I have a Gigabit connection and those ridiculous processors (both the 32-bit Marvell of Omnia and the 64-bit of MOX) are incapable of correctly managing such a speed on multiple LANs, not to mention WiFi. I immediately understood that the project is a great marketing job and that's it, with characters very close to a kind of totalitarianism (woe to speak ill of Turris!). My attention is now turned to something else, we hope it is not a new failure. Meanwhile, for my Omnia from an inter-national distributor of the Czech Republic I paid 330 euros and it does not seem to me little for a box that is nothing more than a kind of raspberry with a case and 3 antennas.

Well, there you have it Doing anything besides plain routing at that speed is simply hard and requires ship-loads of CPU cycles. The turris team sure could better mange expectancies there, but I have tested my omnia to reliably traffic shape with bidirectionally saturating traffic at 550/500 Mbps (gross shaper setting) which by far exceeds what I expect from a home router, but that still is well short of 1 Gigabit.

??? The main promise of the omnia pitch from my perspective was managed automatic updates, which they delivered, but that also means differences to upstream OpenWrt. I think that over time the amount of differences actually decreased...

This I disagree with, at least for traffic shaping with sqm the omnia punches pretty much way above its weight class. Sure, that is not all there is to networking, and I have a singular obsession with traffic shaping, but still only few non-x86 devices can compete. (I exclude any hardware accelerators here as these typically restrict generality quite a lot and often do not work with traffic shaping at all).
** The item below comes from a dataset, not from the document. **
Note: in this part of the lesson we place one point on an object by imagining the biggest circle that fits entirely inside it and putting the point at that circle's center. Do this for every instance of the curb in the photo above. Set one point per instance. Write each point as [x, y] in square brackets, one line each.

Curiosity: @moeller0 and @anon45274024 are you brothers? You persecute me whatever I write to tell me how good Turris is, but don't convince me. Help would be appreciated on what I ask, for example here, how to install OpenWRT without having to compile a custom build.
There are also cards with case at the same pprize of Omnia, not to mention MOX, but with 2, 4 or more Giga of RAM, a minimum of 16 Giga of memory and quad-core x86_64, fully supported by OpenWRT.
I don't mention any names or someone may think they pay me, but I'm just a private person.

Well, you are certainly entitled to your opinion..., and I have empathy for your situation having spent a considerable amount of money and then not getting what you expected (or were made to expect from the omnia's sale's literature).

Look, I am not trying to convince you of anything, all I did here was to add some modicum of fact-based information to your ranting assessment of the omnia. It certainly has its short-comings, but lack of performance is simply not among them.

Sure, and if you need to do lots of processing at >= Gbps rates, that is what you should buy. As I said, the omnia punches well above its weight class, but that does not make a flyweight device into a heavyweight champion. It is a common misconception that cheap home routers can actually sustain tricked-out routing/firewalling/NAT/QoS at Gbps-speeds, that is fueled by the fact that ISPs deploy such toy devices to end-users that achieve the Gbps-class speeds only by exercising hardware accelerators that typically do not work under upstream Linux or OpenWrt. That is unfortunate, and no side is at fault IMHO, but it leads to situations like yours.

There seems to be some sort of misconception since I do not advocate any particular brand/device. There might be a difference in perspective and yours is certainly respected and if that being somewhat disenchanted with a particular device I would be the last trying to convince its owner otherwise.

Worthy epilogue: I performed the procedure again, this time with the openwrt files 18.06.5 and no longer 19.07. Everything went smoothly, I managed to mount the USB key and do sysupgrade without the -F option, because the sysupgrade.img.gz image was recognized for that platform. Restarting. Result? Fabulous brick. Finally he can go back to doing what he was born for: the paperweight. Or alternatively I need to get a serial cable.